In practice, this led to us using rank 64 for every model with the exceptions of Mistral-7B, with rank 4, Llama-2-7B, with rank 2, and Llama-2-70B, with rank 8. (To review this same information in tabular form, see the second Table in §A.1.) Figure 9 displays the sweeps over MMLU accuracy supporting these choices for Mistral-7B (bottom left panel), Llama-2-7B (bottom middle panel), and Llama-2-70B (top right panel): overall, while the LoRA rank does not have a significant impact on the qualitative behavior of the healed model, decreasing the LoRA rank generally improves performance. In the top left and middle panels of Figure 9, we show corresponding sweeps for Mistral-7B (top) and Llama-2-7B (middle) using the similarity-informed pruning strategy: we see that for this pruning method both models are much more robust, though rank 2 is still the top performing rank for Llama-2-7B.

Refer to caption

Figure 9: Effect of varying the LoRA rank. Top: 5-shot MMLU accuracy vs. fraction of layers dropped using the similarity-informed pruning strategy on Mistral-7B (left), Llama-2-7B (middle), and Llama-2-70B (right). Across all ranks we observe similar behavior, though there’s a small effect of decreasing rank improving overall performance. Bottom, left and middle: 5-shot MMLU accuracy vs. fraction of layers dropped using the simple pruning heuristic on Mistral-7B (left) and Llama-2-7B (middle). As before, qualitative behavior is similar across ranks, though in this case it’s much clearer that decreasing rank improves performance.
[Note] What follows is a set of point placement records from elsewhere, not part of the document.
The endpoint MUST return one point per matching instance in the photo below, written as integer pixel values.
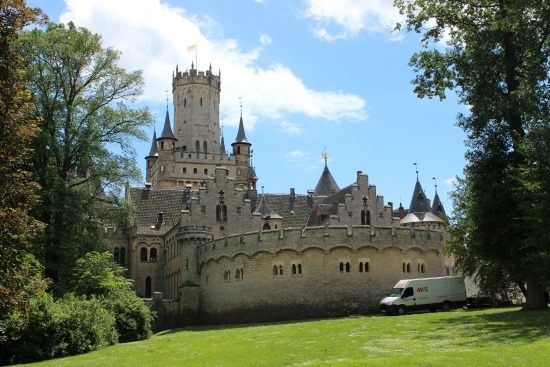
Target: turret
(241, 152)
(152, 156)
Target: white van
(425, 294)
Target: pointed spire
(327, 184)
(167, 130)
(154, 145)
(241, 136)
(437, 207)
(222, 144)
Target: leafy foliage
(495, 57)
(69, 326)
(84, 153)
(19, 275)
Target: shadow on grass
(497, 327)
(203, 328)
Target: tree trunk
(535, 296)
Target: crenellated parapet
(324, 238)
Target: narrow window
(116, 255)
(143, 254)
(122, 256)
(148, 287)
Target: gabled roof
(327, 184)
(264, 209)
(419, 202)
(154, 146)
(241, 136)
(167, 130)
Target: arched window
(143, 254)
(122, 256)
(116, 255)
(148, 287)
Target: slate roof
(294, 209)
(327, 184)
(149, 203)
(241, 136)
(154, 146)
(437, 207)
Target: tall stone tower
(189, 155)
(197, 111)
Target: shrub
(70, 326)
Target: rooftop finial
(324, 155)
(241, 103)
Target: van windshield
(396, 292)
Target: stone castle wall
(241, 278)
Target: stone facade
(205, 247)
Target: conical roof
(437, 207)
(251, 173)
(241, 136)
(327, 184)
(222, 147)
(167, 130)
(419, 210)
(154, 146)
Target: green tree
(96, 275)
(84, 153)
(496, 58)
(19, 276)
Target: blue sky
(312, 74)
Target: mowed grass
(493, 337)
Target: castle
(204, 246)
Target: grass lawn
(493, 337)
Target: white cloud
(153, 36)
(290, 128)
(265, 39)
(347, 18)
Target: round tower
(196, 97)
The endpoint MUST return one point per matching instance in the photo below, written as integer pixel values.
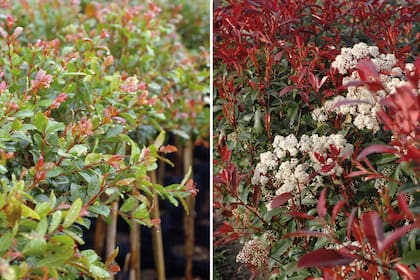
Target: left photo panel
(104, 139)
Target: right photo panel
(316, 139)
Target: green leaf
(73, 213)
(78, 150)
(409, 188)
(181, 133)
(36, 245)
(99, 209)
(54, 172)
(29, 213)
(53, 127)
(5, 242)
(141, 212)
(160, 139)
(128, 205)
(40, 121)
(135, 151)
(42, 226)
(55, 221)
(92, 158)
(99, 272)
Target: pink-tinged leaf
(306, 233)
(280, 200)
(373, 229)
(394, 236)
(324, 258)
(322, 204)
(337, 209)
(286, 90)
(377, 148)
(404, 271)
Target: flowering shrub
(75, 86)
(316, 137)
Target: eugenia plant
(77, 80)
(316, 132)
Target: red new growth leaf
(373, 229)
(280, 200)
(394, 236)
(324, 258)
(369, 74)
(168, 149)
(322, 204)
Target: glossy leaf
(324, 258)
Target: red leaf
(373, 229)
(394, 236)
(404, 271)
(301, 215)
(168, 149)
(336, 209)
(402, 204)
(324, 258)
(377, 148)
(280, 200)
(322, 204)
(285, 90)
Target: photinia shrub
(76, 83)
(316, 126)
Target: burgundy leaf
(336, 209)
(377, 148)
(404, 271)
(280, 200)
(322, 204)
(394, 236)
(324, 258)
(301, 215)
(285, 90)
(373, 229)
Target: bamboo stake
(157, 235)
(111, 231)
(189, 218)
(99, 240)
(134, 273)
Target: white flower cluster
(256, 251)
(288, 167)
(360, 103)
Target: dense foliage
(316, 120)
(88, 92)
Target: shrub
(310, 165)
(75, 83)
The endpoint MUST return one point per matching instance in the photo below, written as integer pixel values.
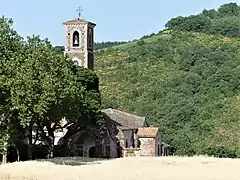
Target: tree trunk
(18, 155)
(30, 141)
(4, 158)
(51, 144)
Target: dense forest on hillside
(185, 80)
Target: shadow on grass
(73, 161)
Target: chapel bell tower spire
(79, 41)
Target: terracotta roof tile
(147, 132)
(78, 21)
(123, 119)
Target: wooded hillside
(185, 80)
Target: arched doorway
(92, 152)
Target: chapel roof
(147, 132)
(123, 119)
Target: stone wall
(148, 146)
Bottom, right: C4 validation loss vs. fraction of layers dropped using the similarity-informed pruning strategy on Mistral-7B. In contrast to MMLU, decreasing rank harms performance; together, these results suggest that larger ranks may be overfitting.

The characteristic improvement of MMLU accuracy with decreasing LoRA rank – even for extremely low ranks(!) – deserves an explanation. One possibility is that lowering the LoRA rank can better regularize finetuning against overfitting. In particular, astute readers may have been surprised at the discussion of peak learning rates in §A.1: models were finetuned with the same peak used in pretraining; a “large” LoRA rank of 64 introduces a number of additional parameters that may overfit to C4. This overfitting would certainly be harmful, since the actual pretraining datasets for the models we consider are (a) unknown to us, and (b), likely to be of significantly higher quality than C4.

We investigate this directly for Mistral-7B. In the bottom right panel of Figure 9 we plot the C4 validation loss across different LoRA ranks: we see that while decreasing the LoRA rank generally improves MMLU accuracy (cf. left-most panels), at the same time it harms the C4 validation loss. This supports our overfitting hypothesis. In a greater-resourced future, it would be interesting to improve the healing process by considering other forms of regularization and learning rate tuning.